As for MCI diagnosis, there was little research reporting the direct relationship between diagnostic proteins and MCI except for ACE. ACE D-allele may be a genetic risk factor for cognition which increased serum ACE levels [
57,
58], and ACE inhibitor is a protective factor against cognitive decline [
59]. However, in the continuum of MCI progression, several proteins were suggested to be involved in AD which shares similar alterations. TUBB was identified as a hub gene in AD [
60] while according to covalent protein painting, the accessibility of lysine residues for covalent modification in TUBB was altered in human postmortem brain samples of AD patients [
61]. By integrating human cortex, CSF, and serum proteomic datasets, SUCLG2 was prioritized as one of the most promising AD signature proteins [
62]. Our results provide additional data to the above conclusion. Besides, SUCLG2 (rs62256378) was found to be associated with Aβ1–42 level, and functional microglia experiments showed that SUCLG2 participated in Aβ1–42 clearance [
63]. Serum-soluble PROCR levels were higher in AD patients compared with controls while the difference between MCI patients and healthy controls or AD did not reach statistical significance [
64]. Moreover, SERPINA3 was identified as a marker gene in AD [
65].
In general, some diagnostic proteins were measured in other samples, and some diagnostic proteins were studied in functional studies while the relationship between some diagnostic proteins with AD and MCI remained relatively unexplored. The expression levels of diagnostic proteins in other samples may be consistent or inconsistent with the status in urine, which may be due to gene regulation of expression or to imbalance in urinary excretion. Also, the result may indicate that changes in urine are more sensitive in the early stages of the disease. This suggests that more research is required to determine the mechanisms.

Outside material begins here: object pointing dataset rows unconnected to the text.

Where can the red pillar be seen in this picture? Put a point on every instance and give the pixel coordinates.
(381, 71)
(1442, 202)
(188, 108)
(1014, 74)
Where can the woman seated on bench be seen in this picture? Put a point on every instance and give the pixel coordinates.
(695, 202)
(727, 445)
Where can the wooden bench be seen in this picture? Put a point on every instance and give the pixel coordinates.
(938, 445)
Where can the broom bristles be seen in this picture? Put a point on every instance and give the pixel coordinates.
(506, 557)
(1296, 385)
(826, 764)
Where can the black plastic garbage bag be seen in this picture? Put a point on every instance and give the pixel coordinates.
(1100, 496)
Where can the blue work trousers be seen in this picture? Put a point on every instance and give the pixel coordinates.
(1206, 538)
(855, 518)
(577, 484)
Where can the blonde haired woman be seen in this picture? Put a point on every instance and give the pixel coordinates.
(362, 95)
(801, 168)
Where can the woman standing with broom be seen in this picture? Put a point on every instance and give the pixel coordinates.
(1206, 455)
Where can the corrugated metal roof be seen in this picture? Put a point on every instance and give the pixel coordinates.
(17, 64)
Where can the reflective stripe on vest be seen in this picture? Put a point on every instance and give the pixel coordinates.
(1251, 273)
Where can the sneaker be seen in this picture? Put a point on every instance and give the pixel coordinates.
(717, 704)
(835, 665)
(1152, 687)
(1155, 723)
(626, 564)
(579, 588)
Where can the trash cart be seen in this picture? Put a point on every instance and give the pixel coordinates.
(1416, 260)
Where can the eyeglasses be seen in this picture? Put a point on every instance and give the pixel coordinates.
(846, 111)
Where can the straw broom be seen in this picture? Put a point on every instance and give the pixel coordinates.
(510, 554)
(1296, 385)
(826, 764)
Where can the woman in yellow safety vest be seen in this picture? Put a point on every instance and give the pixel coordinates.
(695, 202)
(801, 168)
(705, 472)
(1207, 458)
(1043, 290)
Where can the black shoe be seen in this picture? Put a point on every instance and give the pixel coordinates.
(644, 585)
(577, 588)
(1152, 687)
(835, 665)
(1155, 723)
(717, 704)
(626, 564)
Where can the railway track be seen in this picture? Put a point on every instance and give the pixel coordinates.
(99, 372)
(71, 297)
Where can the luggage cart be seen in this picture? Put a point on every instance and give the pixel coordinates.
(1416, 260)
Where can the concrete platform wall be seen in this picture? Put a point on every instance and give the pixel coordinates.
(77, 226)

As for the weak correlations among diagnostic proteins and different cognitive domains, generally speaking, compared to laboratory tests, the results of the neuropsychological scales are subjective. There may be situations where patients did not cooperate, or there may be deviations due to the tester’s different judgment. In this case, urine protein results can be used for auxiliary diagnosis, and the results will be more objective, making the diagnostic basis more sufficient.
Due to some limitations, our findings should be reported with caution. First, the patients came from a single site. We lacked real-world research from multiple hospitals and communities. Whether the findings can be applicable to other populations, more research is required. Second, the proteins identified in more than 50% of the samples were relatively few. Detection methods and data processing methods should be improved. Third, no in vivo or in vitro experiments were conducted to investigate the mechanisms of the diagnostic proteins described in this study that participate in AD pathophysiological processes. Besides, one thing to note is that machine learning steps used differential proteins derived from the whole dataset, and therefore, the performance estimation on the test set might be optimistic. Thus, some of these results may be coincidental.
Conclusions
In conclusion, we performed proteomics analysis based on LC–MS/MS using urine samples from 57 AD patients, 43 MCI patients, and 62 CN subjects. After multiple traditional statistical analyses and bioinformatics analyses, we identified a novel AD diagnostic panel that included DDC, CTSC, EHD4, GSTA3, SLC44A4, GNS, GSTA1, ANXA4, PLD3, CTSH, HP, RPS3, CPVL, age, and APOE ε4 and an MCI diagnostic panel which included TUBB, SUCLG2, PROCR, TCP1, ACE, FLOT2, EHD4, PROZ, C9, SERPINA3, age, and APOE ε4. The urine diagnostic panel could help clinicians differentiate AD and MCI from CN, the method of which is convenient, non-invasive, and valuable for diagnosis.